Shovel Knight was a beautiful love letter to challenging platformers of the 8 and 16-bit era. When games were almost exclusively two ‘D’s and side-scrolling, differentiated by their feel and rules.
This love letter is more of a love quilt, sewing together well-loved patches from different, but always classic game design. Just when you think you’ve figured out the Ducktales pogo Shovel Knight throws a beautiful Mario 3 world map at you.
What Shovel Knight succeeds at is (mostly) not letting the influences smother the experience. The extremely talented developers have learned from retro titles and distilled some of the best qualities while putting their own perspective on the whole thing. This love quilt has a great sense of humour, which is a trait I’m always glad to see in gaming. They’re supposed to be fun after all, and even the most intense films/novels/lives all have their lighter moments to maintain balance.
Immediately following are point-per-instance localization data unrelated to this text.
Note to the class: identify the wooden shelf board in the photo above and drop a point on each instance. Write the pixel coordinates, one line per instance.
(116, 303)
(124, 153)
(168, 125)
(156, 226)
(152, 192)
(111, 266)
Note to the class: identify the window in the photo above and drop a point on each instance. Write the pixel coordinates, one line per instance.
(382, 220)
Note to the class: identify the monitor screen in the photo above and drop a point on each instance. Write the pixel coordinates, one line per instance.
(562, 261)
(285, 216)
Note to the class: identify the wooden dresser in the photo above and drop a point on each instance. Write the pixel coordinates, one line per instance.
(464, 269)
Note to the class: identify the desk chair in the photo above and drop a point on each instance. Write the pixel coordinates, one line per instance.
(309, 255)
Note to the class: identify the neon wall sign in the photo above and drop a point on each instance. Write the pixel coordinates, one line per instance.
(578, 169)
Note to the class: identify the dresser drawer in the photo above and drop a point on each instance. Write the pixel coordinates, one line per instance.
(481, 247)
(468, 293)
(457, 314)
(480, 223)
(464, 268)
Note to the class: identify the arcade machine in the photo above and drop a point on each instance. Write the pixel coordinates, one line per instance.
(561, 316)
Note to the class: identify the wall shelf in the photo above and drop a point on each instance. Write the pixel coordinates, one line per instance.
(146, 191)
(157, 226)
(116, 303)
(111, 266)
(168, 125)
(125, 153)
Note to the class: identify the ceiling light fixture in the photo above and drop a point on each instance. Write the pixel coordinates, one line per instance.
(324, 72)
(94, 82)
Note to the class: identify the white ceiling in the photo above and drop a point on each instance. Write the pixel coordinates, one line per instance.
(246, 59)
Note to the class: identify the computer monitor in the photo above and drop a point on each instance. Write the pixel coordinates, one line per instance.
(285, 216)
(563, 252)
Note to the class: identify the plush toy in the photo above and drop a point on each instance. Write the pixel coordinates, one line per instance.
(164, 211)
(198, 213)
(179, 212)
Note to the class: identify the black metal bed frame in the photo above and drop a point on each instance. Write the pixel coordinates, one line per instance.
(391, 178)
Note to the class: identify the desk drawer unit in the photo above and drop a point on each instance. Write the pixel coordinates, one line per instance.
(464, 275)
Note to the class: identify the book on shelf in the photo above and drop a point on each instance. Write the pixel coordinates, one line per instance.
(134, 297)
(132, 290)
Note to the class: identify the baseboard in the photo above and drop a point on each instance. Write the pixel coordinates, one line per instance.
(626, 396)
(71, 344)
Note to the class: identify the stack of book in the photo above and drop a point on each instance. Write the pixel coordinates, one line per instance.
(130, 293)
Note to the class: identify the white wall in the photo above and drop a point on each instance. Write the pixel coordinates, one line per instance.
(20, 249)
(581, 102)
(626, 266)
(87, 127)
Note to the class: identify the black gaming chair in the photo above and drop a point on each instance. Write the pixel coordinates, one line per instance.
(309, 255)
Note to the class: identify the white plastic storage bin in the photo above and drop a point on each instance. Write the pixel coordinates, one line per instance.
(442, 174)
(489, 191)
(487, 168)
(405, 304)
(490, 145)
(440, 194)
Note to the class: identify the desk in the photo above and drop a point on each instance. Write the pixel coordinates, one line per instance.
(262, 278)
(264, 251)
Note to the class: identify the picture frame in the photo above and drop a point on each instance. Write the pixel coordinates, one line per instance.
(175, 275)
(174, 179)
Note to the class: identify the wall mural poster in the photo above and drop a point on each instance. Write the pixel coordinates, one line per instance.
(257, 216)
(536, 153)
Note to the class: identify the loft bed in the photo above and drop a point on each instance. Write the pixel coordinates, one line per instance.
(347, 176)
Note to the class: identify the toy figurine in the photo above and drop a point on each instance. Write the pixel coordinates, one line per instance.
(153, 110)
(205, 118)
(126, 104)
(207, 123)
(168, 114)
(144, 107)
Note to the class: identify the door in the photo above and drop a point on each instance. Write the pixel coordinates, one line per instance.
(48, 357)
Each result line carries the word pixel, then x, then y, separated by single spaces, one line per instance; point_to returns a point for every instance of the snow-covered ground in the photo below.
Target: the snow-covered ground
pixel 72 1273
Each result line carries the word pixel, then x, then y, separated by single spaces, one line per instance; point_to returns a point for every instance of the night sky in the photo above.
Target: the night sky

Shovel Knight left me with wonderful memories of Bosses that were as hilarious as they were challenging. Even a certain gauntlet that required a few attempts never felt cheap. The toughest battles walked the line of difficulty with grace. But could they have left out the instant death spikes?
Spikes hurt IRL but Shovel Knight is not a bubble to be popped. He’s wearing a friggin’ suit of armor and deals with enemies much scarier than some pointy pieces of pit filler. With the amount of spikes in this world you’d think Knight school would have a ‘how to fall on spikes’ class that teaches them to lay as flat as possible and avoid impalement. But nope, Mega Man had insta-kill spikes and Shovel Knight will too. It’s a shame because failing multiple times to pits and spikes was the only time I was frustrated enough to end a session.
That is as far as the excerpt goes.